Tack on --open-via-upnp on add, or flip the Router toggle in the web UI, to ask the listener-side router to map the port for you:

  • on a forward, that's this node's router;
  • on a reverse, that's the peer's router.

This is a best-effort UPnP IGD call. If the router answers, the external host:port shows up in meshhold forwards list (and in the "Public" line on the panel card); if it refuses or there's no IGD, the listener still works LAN-only and no error is raised.

4d. Web UI — Forwards panel

Everything above is also available without touching the CLI.

  1. Open the web UI on the node that owns the local end of the forward (i.e. the side you're issuing commands from).
  2. Go to Settings → Forwards. The panel lists every registered forward with its phase (active / error / stopped), protocol chip (TCP / UDP), direction chip (Forward (ssh -L) / Reverse (ssh -R)), peer, listen/remote pair, and live byte counters.
  3. Click Add forward.

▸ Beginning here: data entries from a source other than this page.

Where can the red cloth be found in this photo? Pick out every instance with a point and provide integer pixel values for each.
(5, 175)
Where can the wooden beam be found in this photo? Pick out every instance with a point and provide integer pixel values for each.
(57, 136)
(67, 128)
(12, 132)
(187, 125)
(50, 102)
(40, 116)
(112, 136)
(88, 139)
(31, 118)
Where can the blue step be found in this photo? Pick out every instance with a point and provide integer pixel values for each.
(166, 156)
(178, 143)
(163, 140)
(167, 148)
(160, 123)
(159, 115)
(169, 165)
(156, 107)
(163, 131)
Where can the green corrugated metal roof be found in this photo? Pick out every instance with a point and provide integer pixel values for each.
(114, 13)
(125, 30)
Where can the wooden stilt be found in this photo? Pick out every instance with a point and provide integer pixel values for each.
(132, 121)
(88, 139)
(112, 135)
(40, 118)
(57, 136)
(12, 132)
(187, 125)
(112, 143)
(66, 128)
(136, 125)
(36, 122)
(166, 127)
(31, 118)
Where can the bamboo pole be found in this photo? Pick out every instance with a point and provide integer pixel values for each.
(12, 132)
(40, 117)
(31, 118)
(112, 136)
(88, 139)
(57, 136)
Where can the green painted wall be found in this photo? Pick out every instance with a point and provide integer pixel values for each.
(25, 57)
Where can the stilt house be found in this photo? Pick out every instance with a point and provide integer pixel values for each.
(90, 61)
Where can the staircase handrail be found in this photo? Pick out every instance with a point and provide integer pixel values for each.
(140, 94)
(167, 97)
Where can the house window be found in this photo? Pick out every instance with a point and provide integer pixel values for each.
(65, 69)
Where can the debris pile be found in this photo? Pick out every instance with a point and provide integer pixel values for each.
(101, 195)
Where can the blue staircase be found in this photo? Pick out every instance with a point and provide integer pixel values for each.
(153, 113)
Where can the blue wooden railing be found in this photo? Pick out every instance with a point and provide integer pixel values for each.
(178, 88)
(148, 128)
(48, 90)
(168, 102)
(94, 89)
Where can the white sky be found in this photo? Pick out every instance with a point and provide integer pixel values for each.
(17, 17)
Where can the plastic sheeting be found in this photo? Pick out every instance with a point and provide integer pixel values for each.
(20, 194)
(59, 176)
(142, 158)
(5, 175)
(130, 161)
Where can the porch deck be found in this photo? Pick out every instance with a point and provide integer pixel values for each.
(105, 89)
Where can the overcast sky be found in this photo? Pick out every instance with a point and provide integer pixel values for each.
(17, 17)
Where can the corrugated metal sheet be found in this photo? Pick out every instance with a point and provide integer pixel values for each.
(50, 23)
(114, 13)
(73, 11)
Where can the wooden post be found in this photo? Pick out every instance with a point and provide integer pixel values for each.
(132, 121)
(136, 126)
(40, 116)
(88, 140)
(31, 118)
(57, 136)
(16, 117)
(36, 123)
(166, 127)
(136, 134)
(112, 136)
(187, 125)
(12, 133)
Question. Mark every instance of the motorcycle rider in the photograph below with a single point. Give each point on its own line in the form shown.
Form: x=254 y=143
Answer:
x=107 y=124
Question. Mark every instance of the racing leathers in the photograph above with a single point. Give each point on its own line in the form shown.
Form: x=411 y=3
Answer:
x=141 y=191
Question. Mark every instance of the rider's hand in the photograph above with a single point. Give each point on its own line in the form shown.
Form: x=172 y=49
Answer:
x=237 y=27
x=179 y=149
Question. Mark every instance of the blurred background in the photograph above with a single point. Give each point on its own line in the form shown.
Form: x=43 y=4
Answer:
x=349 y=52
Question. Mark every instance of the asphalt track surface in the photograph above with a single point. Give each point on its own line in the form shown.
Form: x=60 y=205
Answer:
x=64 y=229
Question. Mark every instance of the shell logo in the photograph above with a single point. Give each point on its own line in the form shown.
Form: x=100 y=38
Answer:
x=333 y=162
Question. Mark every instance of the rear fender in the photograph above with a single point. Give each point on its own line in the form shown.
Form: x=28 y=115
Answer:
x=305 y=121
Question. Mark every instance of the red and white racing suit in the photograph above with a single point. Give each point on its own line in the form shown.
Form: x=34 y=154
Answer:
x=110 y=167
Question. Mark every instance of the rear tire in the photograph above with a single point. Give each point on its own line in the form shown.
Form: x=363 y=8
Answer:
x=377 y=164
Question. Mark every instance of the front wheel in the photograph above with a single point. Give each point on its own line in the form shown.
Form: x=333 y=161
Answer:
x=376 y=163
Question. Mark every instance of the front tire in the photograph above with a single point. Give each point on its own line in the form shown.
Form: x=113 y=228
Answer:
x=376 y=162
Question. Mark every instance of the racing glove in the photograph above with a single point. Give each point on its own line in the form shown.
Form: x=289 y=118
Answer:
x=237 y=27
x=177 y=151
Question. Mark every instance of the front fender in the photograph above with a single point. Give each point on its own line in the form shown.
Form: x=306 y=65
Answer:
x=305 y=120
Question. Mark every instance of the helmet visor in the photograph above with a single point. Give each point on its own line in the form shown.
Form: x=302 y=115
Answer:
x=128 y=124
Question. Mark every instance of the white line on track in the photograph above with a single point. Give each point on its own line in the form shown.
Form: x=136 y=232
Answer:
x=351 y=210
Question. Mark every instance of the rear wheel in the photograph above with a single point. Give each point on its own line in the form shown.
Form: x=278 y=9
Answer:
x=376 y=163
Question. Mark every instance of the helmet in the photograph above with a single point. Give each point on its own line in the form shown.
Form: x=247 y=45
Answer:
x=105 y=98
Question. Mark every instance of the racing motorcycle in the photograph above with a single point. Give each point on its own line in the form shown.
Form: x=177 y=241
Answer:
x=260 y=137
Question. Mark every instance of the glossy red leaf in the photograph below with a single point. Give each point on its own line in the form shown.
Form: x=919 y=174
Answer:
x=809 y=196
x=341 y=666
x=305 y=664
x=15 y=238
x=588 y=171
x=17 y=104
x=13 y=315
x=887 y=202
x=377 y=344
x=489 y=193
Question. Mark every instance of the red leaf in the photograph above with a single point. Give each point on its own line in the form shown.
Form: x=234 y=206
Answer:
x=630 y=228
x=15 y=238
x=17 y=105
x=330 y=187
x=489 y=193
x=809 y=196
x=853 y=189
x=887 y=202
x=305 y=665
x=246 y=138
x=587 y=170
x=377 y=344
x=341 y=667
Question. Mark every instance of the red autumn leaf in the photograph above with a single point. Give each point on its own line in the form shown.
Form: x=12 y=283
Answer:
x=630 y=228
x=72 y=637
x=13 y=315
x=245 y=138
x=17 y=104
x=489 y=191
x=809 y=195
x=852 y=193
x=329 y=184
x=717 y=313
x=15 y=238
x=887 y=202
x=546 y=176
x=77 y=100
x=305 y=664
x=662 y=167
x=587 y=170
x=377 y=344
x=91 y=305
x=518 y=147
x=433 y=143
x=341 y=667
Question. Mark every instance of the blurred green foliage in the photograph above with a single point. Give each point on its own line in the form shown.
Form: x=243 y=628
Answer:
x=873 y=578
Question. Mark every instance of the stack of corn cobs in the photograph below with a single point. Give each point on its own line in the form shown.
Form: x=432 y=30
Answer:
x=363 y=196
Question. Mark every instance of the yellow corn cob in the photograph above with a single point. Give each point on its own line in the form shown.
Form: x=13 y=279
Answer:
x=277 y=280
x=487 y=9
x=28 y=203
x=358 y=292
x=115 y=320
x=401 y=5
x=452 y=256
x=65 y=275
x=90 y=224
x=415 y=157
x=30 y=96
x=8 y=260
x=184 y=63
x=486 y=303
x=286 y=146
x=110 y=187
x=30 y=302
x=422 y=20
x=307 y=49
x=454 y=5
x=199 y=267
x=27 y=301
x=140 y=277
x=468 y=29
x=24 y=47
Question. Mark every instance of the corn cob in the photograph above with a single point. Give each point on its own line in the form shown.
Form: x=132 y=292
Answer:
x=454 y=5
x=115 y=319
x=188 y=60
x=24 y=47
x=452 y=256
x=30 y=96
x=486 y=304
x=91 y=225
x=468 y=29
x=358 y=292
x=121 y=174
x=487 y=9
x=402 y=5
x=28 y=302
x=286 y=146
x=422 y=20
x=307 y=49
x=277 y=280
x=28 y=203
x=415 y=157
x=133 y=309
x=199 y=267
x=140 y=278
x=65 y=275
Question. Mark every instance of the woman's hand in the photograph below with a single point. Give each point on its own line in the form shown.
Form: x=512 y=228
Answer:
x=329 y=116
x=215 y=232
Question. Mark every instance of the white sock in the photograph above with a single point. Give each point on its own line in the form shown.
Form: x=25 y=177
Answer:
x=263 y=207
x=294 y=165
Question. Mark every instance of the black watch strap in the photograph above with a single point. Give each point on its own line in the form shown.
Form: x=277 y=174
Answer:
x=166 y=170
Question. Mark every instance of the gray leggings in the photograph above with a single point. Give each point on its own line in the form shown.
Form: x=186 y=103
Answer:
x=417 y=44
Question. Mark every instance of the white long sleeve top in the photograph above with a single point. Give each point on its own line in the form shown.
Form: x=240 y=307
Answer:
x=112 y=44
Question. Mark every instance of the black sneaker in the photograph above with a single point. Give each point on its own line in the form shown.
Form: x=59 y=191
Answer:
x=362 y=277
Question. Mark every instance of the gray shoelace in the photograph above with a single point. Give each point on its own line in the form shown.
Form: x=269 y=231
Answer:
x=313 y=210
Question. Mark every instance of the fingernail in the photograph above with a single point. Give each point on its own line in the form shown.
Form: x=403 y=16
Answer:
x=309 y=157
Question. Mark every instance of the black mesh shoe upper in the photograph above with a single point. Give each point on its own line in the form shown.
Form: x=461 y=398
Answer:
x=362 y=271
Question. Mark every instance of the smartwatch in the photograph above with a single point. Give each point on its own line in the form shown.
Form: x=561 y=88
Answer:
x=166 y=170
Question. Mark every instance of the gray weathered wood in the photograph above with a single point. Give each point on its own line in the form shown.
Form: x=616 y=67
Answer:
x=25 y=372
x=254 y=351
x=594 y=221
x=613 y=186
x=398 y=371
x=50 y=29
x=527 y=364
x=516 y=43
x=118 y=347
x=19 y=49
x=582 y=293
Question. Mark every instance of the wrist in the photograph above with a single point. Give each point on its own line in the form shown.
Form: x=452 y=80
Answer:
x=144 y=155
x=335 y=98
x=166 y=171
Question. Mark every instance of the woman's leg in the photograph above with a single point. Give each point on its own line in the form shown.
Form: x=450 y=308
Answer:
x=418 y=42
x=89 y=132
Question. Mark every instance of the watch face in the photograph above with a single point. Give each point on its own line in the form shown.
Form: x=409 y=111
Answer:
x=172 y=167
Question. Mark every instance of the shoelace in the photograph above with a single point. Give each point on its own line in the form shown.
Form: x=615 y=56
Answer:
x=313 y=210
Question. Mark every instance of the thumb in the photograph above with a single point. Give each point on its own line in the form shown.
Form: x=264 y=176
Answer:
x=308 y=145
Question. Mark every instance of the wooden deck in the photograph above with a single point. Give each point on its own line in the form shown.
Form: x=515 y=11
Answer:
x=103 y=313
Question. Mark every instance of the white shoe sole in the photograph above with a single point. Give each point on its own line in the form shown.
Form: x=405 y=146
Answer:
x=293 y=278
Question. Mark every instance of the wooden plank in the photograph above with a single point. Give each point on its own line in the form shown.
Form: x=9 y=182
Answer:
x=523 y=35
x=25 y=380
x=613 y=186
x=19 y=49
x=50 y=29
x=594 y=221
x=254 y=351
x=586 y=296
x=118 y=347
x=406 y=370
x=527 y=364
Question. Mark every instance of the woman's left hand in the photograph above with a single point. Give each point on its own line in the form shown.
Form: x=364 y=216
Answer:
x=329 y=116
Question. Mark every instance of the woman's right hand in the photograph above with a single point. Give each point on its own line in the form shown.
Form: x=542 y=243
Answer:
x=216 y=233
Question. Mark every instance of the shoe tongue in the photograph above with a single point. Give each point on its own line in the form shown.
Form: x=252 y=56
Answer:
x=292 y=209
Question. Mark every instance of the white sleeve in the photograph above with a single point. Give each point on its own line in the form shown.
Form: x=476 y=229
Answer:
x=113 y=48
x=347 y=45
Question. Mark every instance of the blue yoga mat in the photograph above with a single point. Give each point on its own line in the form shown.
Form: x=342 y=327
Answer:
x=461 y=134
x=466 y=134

The dialog asks for:
    • Name — free-form label.
    • Direction — two buttons, Forward (-L) / Reverse (-R).
    • ProtocolTCP / UDP.
    • Listen address — label changes per direction (Local listen address on forward, Peer listen address on reverse) so it's clear which side actually binds.
    • Remote dial address — label flips the same way.
    • Peer node ID — paste the counter-party's 12D3KooW… ID.
    • Peer mgmt key — dropdown populated from your imported peer keys; if it's empty, pair with the peer's "Tunnel" key from Profile → Mgmt keys first.
    • Router — checkbox toggling the UPnP request described above.
  4. Submit. The forward is persisted to config.yaml's port_forwards list and (unless you cleared autostart) goes live immediately.

Each card has inline Start / Stop / Delete controls and a confirm prompt on delete. The whole panel is just a thin client over /api/v1/forwards, so anything you can do in the UI you can also script with curl.

4e. Other surfaces

Same primitive, three entry points — pick whichever fits the workflow:

  • REST/api/v1/forwards (GET / POST / PATCH / DELETE + start / stop). Body matches a single entry of port_forwards[]. Full surface: REST API → port forwards.
  • config.yaml — declarative port_forwards: [...] list, useful on headless/VPS nodes where you don't want to run the web UI to bootstrap a forward. Schema: config reference → port_forwards.
  • CLI — the meshhold forwards family above, equivalent to the REST calls.

5. REALITY / SSH-banner masquerade (optional)

Enable in config.yaml:

node:
  obfs:
    reality:
      enabled: true
      port: 8443
      dest: "www.microsoft.com:443"
      private_key_file: "/etc/meshhold/reality.key"
    order: ["plain", "reality", "ssh"]

meshhold keygen-reality generates the X25519 keypair.